The mere concept is a dream come true for many, in particular those of my age, and it does seem like a proper stop-motion Lego movie is well overdue. But then this is a company that took its time in adapting to the demands of the 21st Century and nearly went bust in the process, unbelievable as it is that a company of such magnitude could do so, but due to some extreme complacency it nearly did. Video games, film tie-in Lego sets and CGI films or series of their Bionicle and Chima ranges, Star Wars and Clutch Powers (oh dear), have helped reinvent the brand and finally, here we have a film where it is actually made out of real Lego. Yes there is the occasional CGI, but it never detracts from the visual spectacle in a set that I know I dreamed of being able to build as a child. Even the sea and dust clouds are made from Lego! Of course for a feature length cinematic outing it does need more than that if it can keep the novelty going for 100 minutes.
Well thankfully, the team behind the bonkers but very enjoyable Cloudy With a Chance of Meatballs have essentially utilised with the film’s narrative the strengths of Lego as a toy: Endless possibilities that often entails complete randomness. The actual plot construction itself is a very basic model, with the usual themes of a nobody wanting to prove he is actually somebody but needing to first believe in himself blah, blah, blah. This being a family film, expect lots of cheese and clichés, especially in the final third where it does risk overdoing it, as well as there never being a true sense of peril as they are just made out of Lego. However a great visual gag or action set piece is never far away keeping the films energy and comedy levels consistently high.
As I said, with Lego the possibilities of total randomness are endless, and the Meatballs team certainly utilise this. Famous figures, both historical and fictional turn up at various points for great comic effect that is never overdone and plenty of film genres and specific films get mocked too. The film is more than happy to mock its own generic plot, certainly making it more forgivable. Admittedly some of the banter between characters and subtle jokes to other films may be lost on a younger audience, but this just means there is plenty to enjoy for audiences of all ages.

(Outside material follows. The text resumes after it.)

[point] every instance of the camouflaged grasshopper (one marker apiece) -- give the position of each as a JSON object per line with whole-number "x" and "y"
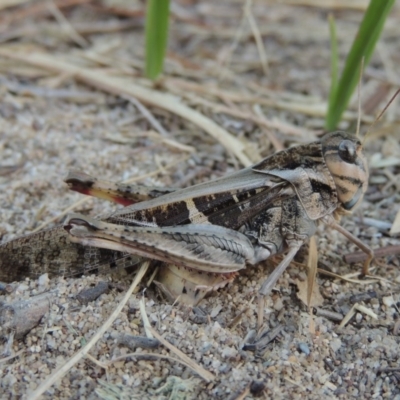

The voice cast that has been assembled are also on top form, only adding to the fun. Morgan Freeman and Will Ferrell are essentially themselves in Lego form, but are perfectly suited to the film, while Liam Neeson as the chair kicking Bad Cop with a rotating head that sometimes turns him into Good Cop is a real treat. The supporting cast of essentially current American sitcom actors also do excellent work, with Will Arnett’s Batman very good fun and he gets a vast majority of the funniest lines. Charlie Day even manages to not be annoying and his unique vocal chords are perfectly suited to the hyperactive 1970s space man with a broken helmet who simply wants to build a very bland space ship. While the great comic lines and often very silly and sometimes very random plot developments keep the energy at a consistently very high level, visually there is so much going on that the 100 minute running time simply flies by.
What could have easily been a disaster is surely set to be one of 2014’s most enjoyable films that can be enjoyed by all generations. The Lego Movie utilises the Danish toy’s own specific qualities to create a film that is visually alive and frantically funny, expect sequels.